Mefjus is the most-studied producer in modern neurofunk. The reason is simple: nobody else makes records that sound like his. The mids are louder than they have any right to be without fatiguing the ear, the subs sit perfectly in the mix, and the drum hits feel hand-tuned to the millisecond.
The synth setup
From interviews scattered across producer forums and the few in-depth pieces he has done: Mefjus works heavily in Native Instruments Massive and FM8, with occasional Serum and Vital for newer records. Hardware contributions come from outboard EQ and compression, mostly during mastering rather than tracking.
The mid-range trick
The trademark Mefjus bass is layered: a sub layer (clean sine or filtered saw), a mid layer (FM-synthesised with formant filtering), and a top layer (distorted noise or processed sample).
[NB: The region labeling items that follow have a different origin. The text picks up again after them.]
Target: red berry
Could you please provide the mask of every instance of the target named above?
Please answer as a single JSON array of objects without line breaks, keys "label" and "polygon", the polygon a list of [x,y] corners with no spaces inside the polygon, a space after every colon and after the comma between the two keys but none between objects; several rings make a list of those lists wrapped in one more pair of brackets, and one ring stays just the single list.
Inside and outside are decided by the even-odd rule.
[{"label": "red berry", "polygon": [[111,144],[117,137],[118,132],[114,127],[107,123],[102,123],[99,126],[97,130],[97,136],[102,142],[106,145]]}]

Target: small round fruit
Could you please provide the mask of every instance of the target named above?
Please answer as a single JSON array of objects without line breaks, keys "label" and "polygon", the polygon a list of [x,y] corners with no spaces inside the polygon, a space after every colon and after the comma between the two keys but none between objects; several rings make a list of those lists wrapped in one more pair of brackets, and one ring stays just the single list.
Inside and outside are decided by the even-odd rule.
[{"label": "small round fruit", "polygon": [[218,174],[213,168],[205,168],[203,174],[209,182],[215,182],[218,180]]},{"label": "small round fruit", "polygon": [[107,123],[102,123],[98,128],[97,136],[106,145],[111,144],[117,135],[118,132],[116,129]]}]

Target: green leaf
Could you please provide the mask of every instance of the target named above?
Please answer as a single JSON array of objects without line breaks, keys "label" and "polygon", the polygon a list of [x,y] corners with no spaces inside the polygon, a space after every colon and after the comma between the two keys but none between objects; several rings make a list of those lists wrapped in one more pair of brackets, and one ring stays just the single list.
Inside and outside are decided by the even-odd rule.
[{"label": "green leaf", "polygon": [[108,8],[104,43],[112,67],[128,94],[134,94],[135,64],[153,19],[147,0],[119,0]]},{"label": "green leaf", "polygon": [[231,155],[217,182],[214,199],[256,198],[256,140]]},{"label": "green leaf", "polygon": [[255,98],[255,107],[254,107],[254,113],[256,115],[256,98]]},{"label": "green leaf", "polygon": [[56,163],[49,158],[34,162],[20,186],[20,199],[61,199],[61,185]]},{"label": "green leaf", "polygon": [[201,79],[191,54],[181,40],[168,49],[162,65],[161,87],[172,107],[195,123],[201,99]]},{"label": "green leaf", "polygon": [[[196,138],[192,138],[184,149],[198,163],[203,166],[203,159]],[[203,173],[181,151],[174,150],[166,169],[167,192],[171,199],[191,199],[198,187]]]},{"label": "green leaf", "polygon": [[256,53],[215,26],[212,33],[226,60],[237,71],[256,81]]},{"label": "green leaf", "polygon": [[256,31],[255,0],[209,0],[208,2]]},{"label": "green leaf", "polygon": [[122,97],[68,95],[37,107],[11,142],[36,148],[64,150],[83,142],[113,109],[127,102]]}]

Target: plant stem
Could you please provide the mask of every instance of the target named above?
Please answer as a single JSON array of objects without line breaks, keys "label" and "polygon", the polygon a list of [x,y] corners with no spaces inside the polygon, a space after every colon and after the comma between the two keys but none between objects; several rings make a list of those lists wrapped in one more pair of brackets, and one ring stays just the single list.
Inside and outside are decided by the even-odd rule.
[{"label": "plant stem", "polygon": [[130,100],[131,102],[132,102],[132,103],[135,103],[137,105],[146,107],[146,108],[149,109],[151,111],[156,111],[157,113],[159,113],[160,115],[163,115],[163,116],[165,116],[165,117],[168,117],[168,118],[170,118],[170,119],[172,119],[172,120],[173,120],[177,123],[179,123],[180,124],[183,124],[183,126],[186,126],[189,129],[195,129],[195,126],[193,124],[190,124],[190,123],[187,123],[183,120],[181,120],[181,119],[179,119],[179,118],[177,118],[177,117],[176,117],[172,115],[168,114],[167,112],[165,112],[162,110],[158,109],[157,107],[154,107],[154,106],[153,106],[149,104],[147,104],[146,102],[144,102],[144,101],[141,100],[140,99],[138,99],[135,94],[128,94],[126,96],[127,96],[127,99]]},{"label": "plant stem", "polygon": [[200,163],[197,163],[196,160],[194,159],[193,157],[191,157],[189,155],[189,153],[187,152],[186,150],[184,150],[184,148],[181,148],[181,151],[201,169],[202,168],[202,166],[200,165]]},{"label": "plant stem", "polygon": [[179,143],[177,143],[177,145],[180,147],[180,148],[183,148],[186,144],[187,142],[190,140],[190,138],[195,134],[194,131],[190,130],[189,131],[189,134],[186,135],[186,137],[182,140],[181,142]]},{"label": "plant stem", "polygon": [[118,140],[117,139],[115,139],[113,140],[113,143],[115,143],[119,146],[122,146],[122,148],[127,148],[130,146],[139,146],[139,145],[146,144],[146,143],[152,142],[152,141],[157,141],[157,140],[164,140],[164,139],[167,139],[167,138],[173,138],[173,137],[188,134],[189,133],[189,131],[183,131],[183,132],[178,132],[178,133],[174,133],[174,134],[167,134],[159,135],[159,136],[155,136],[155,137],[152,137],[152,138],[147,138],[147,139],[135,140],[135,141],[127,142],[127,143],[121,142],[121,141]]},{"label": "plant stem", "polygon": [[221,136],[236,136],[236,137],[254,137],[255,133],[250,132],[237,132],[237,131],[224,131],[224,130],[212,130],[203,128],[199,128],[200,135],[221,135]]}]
The three layers are EQ-separated so they never compete. The result is a bassline that fills the spectrum without smearing.
The drums
Mefjus is meticulous about drum velocity. Kicks and snares are programmed at slightly different velocities every hit, which gives the patterns a played-in feel. Hi-hats are layered with subtle reverb tails that sit just under the snare. Small details, repeated across every track.
What you can take away
Two practical lessons for any producer. First: spend more time on bass layering than you do on synth presets. Second: drum velocity variation is the difference between programmed and produced. Both are free. Both make your tracks sound 30% bigger.